Inside the building is by no means as lively. On the first two floors, however, the budget did allow some scope for the designer. Graves’ palette of cool pastel colours conveys a subdued, elegant feeling in the entrance and double-height lobby. In the lobby up/downlighters serve as column capitals. The lobby is paved with black terrazzo tiles. Other accommodation on the ground floor includes six commercial shops, a coffee shop and a city building-permit centre.
The first floor contains three meeting rooms and an art gallery in the area overlooking the lobby. The offices themselves, Graves admits, are standard spec offices. Yet it is in the offices that the discipline of small, square windows has the greatest effect. The windows, in contrast to a modern window-wall, frame all views, making certain the distinction between inside and outside. Even behind the blank reflective glass the square windows have been imposed; an opaque screen creates the disjuncture between exterior appearance and interior reality.
But is there anything strikingly new about the forms of the Portland building? A decorated urban box has clear antecedents in the United States, particularly in the Art Deco skyscrapers of the ‘20s and ‘30s. And much about the Graves design recalls the Art Deco work: frills on the outside, the aesthetic carried into the lobby, but the offices standard issue. The soaring quality of the Art Deco skyscrapers is quite dissimilar, however, to the strong squatness of the Portland work.
The jazz age has given way to something more stolid, phlegmatic, something more atuned to the spirit of a conservative city in an increasingly conservative country. In character Graves’ building is closer to the weight of the Beaux-Arts works of McKim Mead & White than to the exuberance of the McGraw-Hill Building. But there is something added to the Classical tradition in Graves’ design, a certain freedom of form and decoration which brings it closer to the European tradition of the Viennese Secessionists Hoffmann, Olbrich and Wagner.

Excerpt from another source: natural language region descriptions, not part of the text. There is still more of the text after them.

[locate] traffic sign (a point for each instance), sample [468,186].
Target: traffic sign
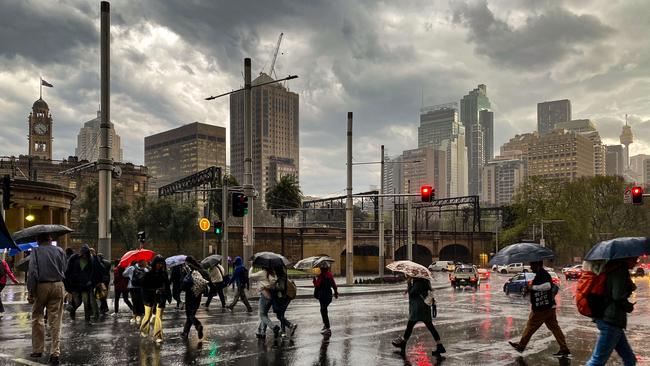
[204,224]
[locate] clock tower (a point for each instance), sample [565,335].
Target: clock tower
[40,130]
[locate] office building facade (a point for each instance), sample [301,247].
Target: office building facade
[183,151]
[551,113]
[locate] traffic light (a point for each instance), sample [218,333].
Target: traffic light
[7,196]
[637,195]
[426,192]
[239,204]
[218,227]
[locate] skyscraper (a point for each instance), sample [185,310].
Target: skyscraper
[551,113]
[275,115]
[479,126]
[88,141]
[182,151]
[441,129]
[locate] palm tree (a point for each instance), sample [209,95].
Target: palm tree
[283,199]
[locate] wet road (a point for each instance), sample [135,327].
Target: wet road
[474,327]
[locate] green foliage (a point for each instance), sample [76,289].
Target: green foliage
[591,208]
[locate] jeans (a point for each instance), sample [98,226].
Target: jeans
[611,338]
[324,303]
[265,321]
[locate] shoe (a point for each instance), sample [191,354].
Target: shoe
[516,346]
[562,353]
[54,360]
[400,343]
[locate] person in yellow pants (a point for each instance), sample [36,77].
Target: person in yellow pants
[156,293]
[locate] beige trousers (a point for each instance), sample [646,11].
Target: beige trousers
[48,295]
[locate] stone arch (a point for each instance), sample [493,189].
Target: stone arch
[421,254]
[456,253]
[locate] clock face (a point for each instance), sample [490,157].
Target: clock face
[40,128]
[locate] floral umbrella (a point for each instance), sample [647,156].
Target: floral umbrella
[410,269]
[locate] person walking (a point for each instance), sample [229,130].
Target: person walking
[419,311]
[45,290]
[241,282]
[542,299]
[121,287]
[618,288]
[5,272]
[155,293]
[134,272]
[281,300]
[324,284]
[82,275]
[217,284]
[192,300]
[266,280]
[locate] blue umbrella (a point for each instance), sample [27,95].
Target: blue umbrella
[522,253]
[176,260]
[619,248]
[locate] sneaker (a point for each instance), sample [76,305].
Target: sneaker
[562,353]
[516,346]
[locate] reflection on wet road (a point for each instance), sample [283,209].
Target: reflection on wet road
[475,328]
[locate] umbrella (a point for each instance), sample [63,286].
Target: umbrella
[5,238]
[176,260]
[269,260]
[136,255]
[211,261]
[306,263]
[411,269]
[619,248]
[31,233]
[522,253]
[23,264]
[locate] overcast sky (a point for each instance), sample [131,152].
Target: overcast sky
[377,59]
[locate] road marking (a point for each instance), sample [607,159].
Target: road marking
[21,361]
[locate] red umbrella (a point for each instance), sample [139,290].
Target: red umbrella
[136,255]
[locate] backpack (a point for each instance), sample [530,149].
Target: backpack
[292,290]
[590,294]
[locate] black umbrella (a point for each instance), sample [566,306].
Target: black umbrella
[211,261]
[522,253]
[33,232]
[619,248]
[269,260]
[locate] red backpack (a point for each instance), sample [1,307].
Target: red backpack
[590,294]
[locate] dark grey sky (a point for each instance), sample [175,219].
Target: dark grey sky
[377,59]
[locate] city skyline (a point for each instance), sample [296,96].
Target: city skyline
[163,66]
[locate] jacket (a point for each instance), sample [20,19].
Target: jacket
[418,290]
[8,273]
[618,288]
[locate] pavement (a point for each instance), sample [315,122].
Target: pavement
[474,325]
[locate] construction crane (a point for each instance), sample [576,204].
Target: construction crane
[275,57]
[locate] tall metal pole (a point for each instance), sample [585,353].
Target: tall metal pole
[105,161]
[381,218]
[249,190]
[224,218]
[349,213]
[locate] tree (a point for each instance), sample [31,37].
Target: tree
[283,199]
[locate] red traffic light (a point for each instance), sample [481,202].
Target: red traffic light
[637,195]
[426,193]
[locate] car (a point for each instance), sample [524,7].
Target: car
[465,275]
[574,272]
[483,274]
[514,268]
[442,266]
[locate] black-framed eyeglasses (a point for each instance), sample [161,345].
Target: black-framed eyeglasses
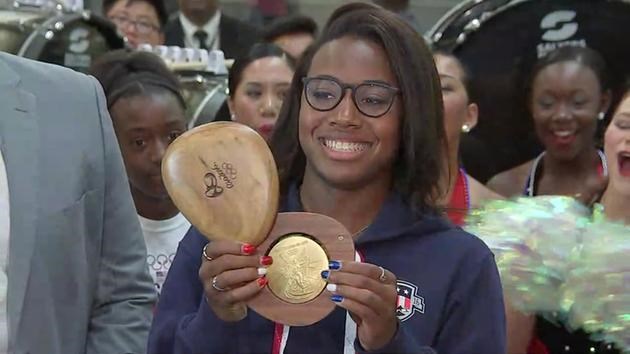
[372,98]
[141,26]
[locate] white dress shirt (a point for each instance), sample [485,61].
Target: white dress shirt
[4,254]
[211,28]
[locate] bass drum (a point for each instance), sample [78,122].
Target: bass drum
[72,40]
[205,95]
[499,41]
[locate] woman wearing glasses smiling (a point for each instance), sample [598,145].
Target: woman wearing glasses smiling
[140,21]
[359,139]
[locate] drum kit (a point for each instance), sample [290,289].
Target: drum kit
[497,40]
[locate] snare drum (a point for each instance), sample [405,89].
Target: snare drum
[73,40]
[205,94]
[499,41]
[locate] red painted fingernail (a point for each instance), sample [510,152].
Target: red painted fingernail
[266,260]
[248,249]
[262,281]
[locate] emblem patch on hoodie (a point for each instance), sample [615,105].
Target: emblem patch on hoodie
[409,301]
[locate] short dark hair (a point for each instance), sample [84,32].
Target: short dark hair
[125,73]
[257,51]
[158,6]
[419,162]
[466,73]
[289,25]
[584,56]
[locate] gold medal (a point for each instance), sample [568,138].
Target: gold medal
[295,275]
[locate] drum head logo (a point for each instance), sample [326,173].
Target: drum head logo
[409,301]
[559,26]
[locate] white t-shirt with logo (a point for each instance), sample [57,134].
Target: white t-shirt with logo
[162,238]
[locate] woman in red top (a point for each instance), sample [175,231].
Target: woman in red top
[460,116]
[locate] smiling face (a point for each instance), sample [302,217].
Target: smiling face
[617,148]
[259,96]
[343,147]
[458,111]
[566,99]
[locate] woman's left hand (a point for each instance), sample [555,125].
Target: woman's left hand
[369,293]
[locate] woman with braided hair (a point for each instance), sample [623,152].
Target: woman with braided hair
[147,110]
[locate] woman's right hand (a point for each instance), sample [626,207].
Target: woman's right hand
[232,274]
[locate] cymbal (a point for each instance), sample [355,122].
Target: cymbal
[223,178]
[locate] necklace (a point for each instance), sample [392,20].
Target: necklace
[460,199]
[361,231]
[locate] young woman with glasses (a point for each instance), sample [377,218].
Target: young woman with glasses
[140,21]
[359,139]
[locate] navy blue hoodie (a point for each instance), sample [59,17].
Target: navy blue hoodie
[450,296]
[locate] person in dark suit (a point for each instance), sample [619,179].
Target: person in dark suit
[73,273]
[200,24]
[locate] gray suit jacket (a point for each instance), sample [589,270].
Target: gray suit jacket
[78,281]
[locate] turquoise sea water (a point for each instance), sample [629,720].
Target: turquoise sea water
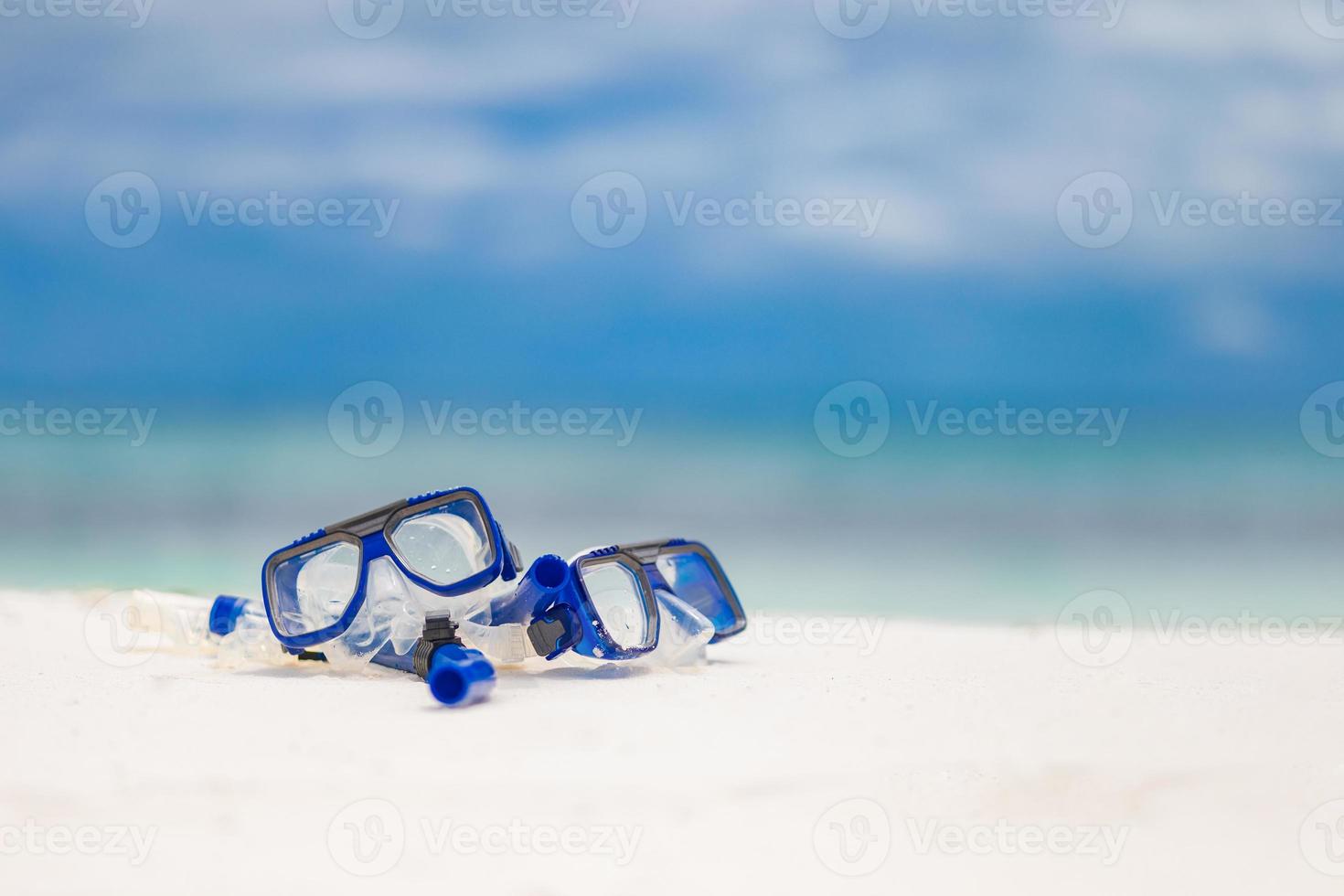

Wagner in particular was wedded to Classicism, but in his grand, never-realised schemes for large public buildings in Vienna he cloaks designs in swags, floriated decoration and odd, Neo-Egyptian sculptures. Rather than heralding a radical new, Post-Modern age, Graves is continuing renewing a style from the early years of this century. If there is any need for labels, the Portland building is Neo-Viennese instead of Post-Modern.
So the Portland work is not The Building of the Future, but a lively descendent of many buildings of the past. The storm of publicity surrounding the design has not magically transformed it into a revolutionary work. Its significance is not lessened for that. In common with other works – the slick Deco of Helmut Jahn in Chicago or Philip Johnson’s much-ballyhooed historicism in New York, Houston and Pittsburgh – Graves is making a break with the Modern box tradition of the middle years of the twentieth century and returning to an older urban tradition.
The design may lack some of the fluency, the accomplishment of its forebears, but all pioneering works risk this failing. The mayor of Portland, Frank Ivancie, has said he believes Graves’ building will become Portland’s Eiffel Tower – an emblem of the city which will draw the curious from around the world. Enjoyable, striking, controversial, the Public Services Building has the qualities to become a potent symbol of Portland.